When i just read my csv file into a pandas dataframe, it is able to detect which are the numerical columns. However, it will give me the specify dtype or low memory error warning.
df = pd.read_csv('myfile.csv')
df_not_num = df_raw.select_dtypes(exclude =[np.number,np.int16,np.bool,np.float32])
print len(df)
>>>200
print len(list(df_not_num))
>>> 10
Then i try to specify a dtype: dtype='unicode'
But this causes all my columns to be objects.
It is too much manual work to speicfy each dtype per column name when reading the CSV into a dataframe.
pd.read_csv('myfile.csv', dtype = 'unicode')

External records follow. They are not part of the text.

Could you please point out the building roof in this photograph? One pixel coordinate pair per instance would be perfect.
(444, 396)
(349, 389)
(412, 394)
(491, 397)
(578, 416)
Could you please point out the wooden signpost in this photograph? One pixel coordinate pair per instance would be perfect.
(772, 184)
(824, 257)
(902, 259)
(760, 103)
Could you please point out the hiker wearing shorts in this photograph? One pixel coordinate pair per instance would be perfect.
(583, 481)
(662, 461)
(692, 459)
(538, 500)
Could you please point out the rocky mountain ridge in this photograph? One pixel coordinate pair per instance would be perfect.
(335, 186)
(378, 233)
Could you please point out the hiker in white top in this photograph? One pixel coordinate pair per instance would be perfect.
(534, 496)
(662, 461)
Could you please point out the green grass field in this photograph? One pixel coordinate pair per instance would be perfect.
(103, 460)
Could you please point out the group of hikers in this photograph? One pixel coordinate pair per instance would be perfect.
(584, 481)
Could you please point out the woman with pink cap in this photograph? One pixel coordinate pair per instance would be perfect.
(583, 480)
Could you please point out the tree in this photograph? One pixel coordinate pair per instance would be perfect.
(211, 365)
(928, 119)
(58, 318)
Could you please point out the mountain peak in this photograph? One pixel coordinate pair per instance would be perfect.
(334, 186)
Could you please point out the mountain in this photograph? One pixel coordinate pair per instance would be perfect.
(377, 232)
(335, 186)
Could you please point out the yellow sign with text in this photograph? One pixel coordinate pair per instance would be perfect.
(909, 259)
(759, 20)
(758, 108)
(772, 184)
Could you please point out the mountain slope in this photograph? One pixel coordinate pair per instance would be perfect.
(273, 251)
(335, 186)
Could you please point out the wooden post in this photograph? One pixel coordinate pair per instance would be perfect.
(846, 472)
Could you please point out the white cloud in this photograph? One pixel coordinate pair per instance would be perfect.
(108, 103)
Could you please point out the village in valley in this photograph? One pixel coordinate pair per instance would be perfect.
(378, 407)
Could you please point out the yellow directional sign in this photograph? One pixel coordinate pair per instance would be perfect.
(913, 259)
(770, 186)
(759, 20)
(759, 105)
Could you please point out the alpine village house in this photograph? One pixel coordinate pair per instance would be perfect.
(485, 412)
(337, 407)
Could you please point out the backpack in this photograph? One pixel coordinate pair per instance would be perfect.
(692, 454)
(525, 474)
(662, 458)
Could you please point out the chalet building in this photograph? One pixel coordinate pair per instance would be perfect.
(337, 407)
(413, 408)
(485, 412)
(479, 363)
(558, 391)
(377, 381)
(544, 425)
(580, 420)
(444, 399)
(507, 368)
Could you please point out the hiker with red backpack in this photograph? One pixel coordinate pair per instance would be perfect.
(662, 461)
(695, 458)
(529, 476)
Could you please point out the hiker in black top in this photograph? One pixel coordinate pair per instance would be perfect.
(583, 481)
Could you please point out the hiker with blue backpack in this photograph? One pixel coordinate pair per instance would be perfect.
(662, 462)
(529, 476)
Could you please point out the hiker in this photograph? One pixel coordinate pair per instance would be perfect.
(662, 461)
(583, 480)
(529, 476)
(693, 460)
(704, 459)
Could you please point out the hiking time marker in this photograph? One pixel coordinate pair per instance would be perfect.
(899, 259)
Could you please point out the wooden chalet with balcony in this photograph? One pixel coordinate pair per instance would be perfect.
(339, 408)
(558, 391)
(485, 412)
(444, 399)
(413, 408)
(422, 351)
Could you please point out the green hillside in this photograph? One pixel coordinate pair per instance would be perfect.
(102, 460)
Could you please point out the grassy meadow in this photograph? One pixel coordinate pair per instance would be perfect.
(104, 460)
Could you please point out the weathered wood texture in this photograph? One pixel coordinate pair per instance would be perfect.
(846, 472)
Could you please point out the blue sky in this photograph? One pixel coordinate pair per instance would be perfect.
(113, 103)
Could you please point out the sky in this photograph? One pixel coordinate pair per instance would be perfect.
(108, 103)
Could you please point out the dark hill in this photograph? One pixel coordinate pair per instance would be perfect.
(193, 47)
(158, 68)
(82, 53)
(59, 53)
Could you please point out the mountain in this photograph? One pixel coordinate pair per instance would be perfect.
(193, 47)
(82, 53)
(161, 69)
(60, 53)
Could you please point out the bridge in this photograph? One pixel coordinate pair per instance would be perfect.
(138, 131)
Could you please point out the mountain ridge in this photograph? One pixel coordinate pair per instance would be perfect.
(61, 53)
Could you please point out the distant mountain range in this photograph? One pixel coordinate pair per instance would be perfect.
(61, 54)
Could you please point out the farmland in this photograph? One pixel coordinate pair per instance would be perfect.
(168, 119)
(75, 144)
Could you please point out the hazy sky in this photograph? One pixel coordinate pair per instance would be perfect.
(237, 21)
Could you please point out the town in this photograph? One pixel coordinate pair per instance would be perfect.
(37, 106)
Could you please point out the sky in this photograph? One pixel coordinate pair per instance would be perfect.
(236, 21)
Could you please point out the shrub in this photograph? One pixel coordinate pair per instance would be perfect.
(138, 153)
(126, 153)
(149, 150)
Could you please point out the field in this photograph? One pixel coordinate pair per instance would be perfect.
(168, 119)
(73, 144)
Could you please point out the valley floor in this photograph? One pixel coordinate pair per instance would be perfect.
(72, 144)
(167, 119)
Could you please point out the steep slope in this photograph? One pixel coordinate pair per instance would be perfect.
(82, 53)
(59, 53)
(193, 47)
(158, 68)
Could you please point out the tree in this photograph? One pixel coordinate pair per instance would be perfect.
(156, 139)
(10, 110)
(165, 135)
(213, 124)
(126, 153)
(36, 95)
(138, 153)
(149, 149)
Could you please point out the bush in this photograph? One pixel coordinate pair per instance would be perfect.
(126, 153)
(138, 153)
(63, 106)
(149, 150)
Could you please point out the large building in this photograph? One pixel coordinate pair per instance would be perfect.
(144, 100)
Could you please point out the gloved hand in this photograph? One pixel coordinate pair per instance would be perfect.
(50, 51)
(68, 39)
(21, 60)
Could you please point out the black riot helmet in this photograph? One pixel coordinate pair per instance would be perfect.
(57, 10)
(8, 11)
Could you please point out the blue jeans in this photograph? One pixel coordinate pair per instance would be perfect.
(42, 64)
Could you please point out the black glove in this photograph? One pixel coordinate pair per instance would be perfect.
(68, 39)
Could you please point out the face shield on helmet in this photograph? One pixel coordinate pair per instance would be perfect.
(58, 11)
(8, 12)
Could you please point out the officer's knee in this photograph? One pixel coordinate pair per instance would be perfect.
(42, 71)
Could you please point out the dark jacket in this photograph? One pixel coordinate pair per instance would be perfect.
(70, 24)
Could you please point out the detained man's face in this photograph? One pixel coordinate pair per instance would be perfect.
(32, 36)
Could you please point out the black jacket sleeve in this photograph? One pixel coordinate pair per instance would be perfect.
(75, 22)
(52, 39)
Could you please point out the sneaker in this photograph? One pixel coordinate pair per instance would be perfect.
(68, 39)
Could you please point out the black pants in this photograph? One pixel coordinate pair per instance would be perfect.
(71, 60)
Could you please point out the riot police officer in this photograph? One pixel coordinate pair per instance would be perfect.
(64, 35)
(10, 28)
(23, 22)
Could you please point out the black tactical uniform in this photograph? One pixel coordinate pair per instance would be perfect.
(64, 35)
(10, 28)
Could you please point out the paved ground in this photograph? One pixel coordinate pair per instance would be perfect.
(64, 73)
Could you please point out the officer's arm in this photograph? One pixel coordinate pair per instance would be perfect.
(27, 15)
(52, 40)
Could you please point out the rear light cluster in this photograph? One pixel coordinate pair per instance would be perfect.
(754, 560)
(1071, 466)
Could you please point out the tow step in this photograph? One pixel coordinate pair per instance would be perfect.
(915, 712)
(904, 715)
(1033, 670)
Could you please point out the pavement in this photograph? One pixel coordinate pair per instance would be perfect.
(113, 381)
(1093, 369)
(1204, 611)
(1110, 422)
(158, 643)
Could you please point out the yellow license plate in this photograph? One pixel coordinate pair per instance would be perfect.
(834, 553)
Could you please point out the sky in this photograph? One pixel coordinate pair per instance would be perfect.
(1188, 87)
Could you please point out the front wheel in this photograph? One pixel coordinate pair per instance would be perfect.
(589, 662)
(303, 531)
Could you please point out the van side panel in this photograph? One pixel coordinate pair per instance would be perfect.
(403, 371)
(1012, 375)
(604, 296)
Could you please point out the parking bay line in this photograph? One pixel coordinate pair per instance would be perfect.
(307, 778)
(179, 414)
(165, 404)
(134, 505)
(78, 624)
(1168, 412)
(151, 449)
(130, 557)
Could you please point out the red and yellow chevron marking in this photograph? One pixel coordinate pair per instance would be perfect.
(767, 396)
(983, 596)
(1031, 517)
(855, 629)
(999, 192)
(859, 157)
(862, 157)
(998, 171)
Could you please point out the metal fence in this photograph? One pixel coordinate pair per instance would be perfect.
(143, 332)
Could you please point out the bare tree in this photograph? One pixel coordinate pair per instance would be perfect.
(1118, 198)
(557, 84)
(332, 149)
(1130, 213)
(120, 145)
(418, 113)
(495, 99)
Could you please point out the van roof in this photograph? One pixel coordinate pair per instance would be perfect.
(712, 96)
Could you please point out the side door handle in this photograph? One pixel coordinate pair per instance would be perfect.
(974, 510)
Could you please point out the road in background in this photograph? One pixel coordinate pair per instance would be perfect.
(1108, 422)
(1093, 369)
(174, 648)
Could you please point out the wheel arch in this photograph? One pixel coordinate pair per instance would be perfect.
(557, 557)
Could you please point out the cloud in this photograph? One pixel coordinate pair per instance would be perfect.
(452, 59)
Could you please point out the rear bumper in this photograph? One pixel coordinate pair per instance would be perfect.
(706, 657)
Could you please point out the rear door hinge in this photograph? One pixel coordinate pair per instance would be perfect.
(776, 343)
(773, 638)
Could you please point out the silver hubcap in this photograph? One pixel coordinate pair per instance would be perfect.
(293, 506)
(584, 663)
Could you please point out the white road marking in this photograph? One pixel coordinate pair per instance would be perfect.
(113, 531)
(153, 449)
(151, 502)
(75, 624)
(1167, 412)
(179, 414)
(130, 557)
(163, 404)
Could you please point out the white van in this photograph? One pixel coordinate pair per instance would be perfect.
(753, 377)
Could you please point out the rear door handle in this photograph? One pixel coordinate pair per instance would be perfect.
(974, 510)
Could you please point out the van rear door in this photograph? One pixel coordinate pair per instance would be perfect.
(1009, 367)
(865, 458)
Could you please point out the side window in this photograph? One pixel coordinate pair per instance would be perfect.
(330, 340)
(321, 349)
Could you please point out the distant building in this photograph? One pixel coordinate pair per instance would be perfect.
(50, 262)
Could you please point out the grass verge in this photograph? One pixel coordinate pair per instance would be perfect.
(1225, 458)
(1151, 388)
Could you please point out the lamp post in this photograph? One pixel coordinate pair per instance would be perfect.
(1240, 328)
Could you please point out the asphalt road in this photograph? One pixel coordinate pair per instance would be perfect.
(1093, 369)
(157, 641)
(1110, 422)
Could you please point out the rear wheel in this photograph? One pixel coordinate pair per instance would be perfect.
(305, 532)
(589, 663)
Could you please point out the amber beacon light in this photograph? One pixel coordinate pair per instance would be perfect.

df_not_num = df_raw.select_dtypes(exclude =[np.number,np.int16,np.bool,np.float32])
print len(df)
>>>>200
print len(list(df_not_num))
>>> 200
So the only way to avoid the low memory warning is to specify a dtype. But how do i specify that i have mixed dtypes for different columns without having to manually specify the dtype of each of the 200 columns?
read_csv. You either have to specify particular types for some columns by passing a dict, e.g.:{‘a’: np.float64, ‘b’: np.int32}or specify one dtype, which will try to be applied to all columns, or none. Also, there is no "varchar" type in Python.